Retirement on the house

When the pandemic, at last, retreated, I traveled to Traverse City, Michigan to hike, cycle, and kayak on the trails and waterways bordering Lake Michigan and Grand Traverse Bay.

I met a friend who lives there. “The city is booming,” I said, remarking on bayside condo developments and the high prices for modest homes close to the city’s bustling downtown.

He nodded. “It’s a lot of fire people from California.”

He wasn’t referring to a conflagratory cult from the Golden State or to refugees from the wildfires and mudslides that have devastated Napa Valley and Santa Barbara in the past decade. He meant Californians who bought homes before prices surged and then sold to finance early retirement in a cheaper geography.

They weren’t fire people. They were “F.I.R.E.” people—financial independence, retire early.

Geographical arbitrage

In September 2023, according to the National Association of Realtors, the median home price in Los Angeles approached $800,000. The San Francisco median was $1,300,000. Traverse City? $477,000. A Frisco homeowner might be able to sell, relocate to the “cherry capital of the world,” and pocket a cool $858,800 to finance life after labor.

Vanguard research suggests that this kind of geographical arbitrage can be an important source of retirement funding. “About 60% of migrating retirees,” the authors note, have used a “retire and relocate” strategy to extract roughly $100,000 in home equity.

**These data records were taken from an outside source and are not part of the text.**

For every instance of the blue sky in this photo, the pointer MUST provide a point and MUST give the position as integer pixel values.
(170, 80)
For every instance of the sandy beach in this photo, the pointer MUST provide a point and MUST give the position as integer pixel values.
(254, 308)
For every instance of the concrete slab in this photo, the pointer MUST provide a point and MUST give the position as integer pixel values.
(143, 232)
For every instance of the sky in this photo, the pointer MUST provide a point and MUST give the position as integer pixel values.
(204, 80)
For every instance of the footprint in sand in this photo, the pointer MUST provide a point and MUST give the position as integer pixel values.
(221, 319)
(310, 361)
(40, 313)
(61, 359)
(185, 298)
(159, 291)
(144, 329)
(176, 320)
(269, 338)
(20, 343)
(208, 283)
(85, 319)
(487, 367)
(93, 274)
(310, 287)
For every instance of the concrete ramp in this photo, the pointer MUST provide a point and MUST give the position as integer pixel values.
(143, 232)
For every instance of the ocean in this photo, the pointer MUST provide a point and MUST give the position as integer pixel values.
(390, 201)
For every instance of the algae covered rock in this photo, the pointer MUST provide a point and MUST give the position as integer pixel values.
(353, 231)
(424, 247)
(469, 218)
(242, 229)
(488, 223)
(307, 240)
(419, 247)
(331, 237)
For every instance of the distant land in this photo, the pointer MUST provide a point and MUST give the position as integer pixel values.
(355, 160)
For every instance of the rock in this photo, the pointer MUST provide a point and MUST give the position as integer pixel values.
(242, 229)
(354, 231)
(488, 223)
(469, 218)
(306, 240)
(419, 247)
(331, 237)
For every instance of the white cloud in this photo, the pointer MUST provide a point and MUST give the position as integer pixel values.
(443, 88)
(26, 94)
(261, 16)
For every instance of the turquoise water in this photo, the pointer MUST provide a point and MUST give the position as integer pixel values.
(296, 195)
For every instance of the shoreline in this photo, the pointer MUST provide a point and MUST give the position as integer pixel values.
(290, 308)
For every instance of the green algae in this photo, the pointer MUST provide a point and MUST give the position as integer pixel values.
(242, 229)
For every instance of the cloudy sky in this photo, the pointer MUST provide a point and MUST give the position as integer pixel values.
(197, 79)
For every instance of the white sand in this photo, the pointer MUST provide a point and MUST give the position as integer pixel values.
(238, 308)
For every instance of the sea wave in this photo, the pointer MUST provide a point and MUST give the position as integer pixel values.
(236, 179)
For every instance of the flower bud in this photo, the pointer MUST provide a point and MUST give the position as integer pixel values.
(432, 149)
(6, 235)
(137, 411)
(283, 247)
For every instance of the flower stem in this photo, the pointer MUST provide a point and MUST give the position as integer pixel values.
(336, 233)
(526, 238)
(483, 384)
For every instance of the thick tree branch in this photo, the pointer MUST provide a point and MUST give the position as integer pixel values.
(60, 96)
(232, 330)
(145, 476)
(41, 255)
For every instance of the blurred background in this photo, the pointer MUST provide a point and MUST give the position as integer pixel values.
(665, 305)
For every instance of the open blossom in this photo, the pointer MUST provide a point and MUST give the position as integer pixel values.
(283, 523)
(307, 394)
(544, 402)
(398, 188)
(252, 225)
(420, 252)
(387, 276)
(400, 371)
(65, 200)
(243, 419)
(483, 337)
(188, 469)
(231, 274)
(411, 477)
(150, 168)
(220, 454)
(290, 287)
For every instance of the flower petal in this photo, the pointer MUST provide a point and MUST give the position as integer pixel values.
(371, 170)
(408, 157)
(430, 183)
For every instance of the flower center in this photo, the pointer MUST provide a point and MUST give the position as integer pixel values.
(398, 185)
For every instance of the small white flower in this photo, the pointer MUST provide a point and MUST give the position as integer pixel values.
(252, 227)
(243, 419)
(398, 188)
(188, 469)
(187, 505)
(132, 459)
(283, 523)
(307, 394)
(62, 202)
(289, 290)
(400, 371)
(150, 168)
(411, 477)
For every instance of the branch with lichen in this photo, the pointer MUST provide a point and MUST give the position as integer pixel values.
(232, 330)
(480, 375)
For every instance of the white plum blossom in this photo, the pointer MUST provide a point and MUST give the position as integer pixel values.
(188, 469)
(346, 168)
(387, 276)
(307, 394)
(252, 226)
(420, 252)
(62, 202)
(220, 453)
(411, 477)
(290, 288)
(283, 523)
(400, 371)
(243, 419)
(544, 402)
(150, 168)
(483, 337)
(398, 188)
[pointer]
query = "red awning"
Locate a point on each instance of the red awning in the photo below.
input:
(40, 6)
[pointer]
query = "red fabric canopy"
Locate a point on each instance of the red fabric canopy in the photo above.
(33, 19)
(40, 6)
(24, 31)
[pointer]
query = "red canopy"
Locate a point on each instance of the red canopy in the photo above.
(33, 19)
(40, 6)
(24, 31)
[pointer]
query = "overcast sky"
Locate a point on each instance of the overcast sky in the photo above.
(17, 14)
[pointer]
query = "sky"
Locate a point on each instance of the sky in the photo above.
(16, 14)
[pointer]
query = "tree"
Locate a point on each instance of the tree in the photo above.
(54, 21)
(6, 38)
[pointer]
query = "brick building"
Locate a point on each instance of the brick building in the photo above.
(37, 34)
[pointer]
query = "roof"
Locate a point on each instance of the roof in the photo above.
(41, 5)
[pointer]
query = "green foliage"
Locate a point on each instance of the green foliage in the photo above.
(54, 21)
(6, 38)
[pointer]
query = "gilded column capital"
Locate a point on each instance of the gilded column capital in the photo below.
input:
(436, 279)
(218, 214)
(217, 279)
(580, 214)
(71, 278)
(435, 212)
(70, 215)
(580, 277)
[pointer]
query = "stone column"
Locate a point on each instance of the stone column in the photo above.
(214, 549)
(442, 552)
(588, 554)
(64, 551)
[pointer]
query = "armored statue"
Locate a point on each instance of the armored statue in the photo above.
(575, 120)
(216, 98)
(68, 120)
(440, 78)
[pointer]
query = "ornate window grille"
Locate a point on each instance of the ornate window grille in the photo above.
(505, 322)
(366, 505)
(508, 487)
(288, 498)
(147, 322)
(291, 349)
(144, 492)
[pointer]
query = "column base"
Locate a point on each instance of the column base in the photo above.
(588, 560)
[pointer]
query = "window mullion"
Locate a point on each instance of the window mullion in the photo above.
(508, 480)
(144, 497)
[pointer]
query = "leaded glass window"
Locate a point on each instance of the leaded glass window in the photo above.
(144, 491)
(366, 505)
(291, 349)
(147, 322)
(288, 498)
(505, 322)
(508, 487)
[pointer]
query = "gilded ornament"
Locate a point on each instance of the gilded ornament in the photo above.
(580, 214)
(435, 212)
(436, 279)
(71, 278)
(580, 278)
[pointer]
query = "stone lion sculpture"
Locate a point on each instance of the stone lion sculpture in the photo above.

This strategy presumes that the destination is cheaper than the point of departure. That can’t be true for all homeowners, of course. This chart displays median home prices in the five most and least expensive states in 2023.

Source: Bankrate.com

To a California homeowner, the rest of the United States looks like a flea market. To an Iowan, it looks like Tiffany’s. (The national median is $378,000.)

Old and new arbitrage opportunities

The strategy also depends on luck—the difference in price appreciation between the real estate market where we live while working and the market where we hope to retire. Our property deed is a ticket in the geographic lottery.

In the early 2000s, I walked into a deli in Ft. Lauderdale, Florida. On the cash register was a sign written in black marker, all caps: “I DON’T CARE HOW THEY DO IT IN NEW YORK!

It was (maybe) a humorous response to the many New Yorkers who had retired to South Florida to criticize the local coffee, bagels, and pizza. At the time, the median home price in New York was $225,000. In Miami, the figure was $127,000. That $98,000 difference was a significant supplement to whatever retirement savings the grumpy New Yorkers had accumulated.

 

Sources: National Association of Realtors and St. Louis Federal Reserve Bank

Since then, however, Miami prices have surged, boosted by migration during the pandemic. Today, the median Miami home price of $605,000 approaches the New York median of $619,000. The New York housing dollar has lost much of its Miami purchasing power.

But as in the financial markets, the closing of one arbitrage opportunity usually means the opening of another. Longtime Miami homeowners, enriched by the Sunshine State’s booming prices, might consider early retirement on the banks of the Mississippi River in Davenport, Iowa.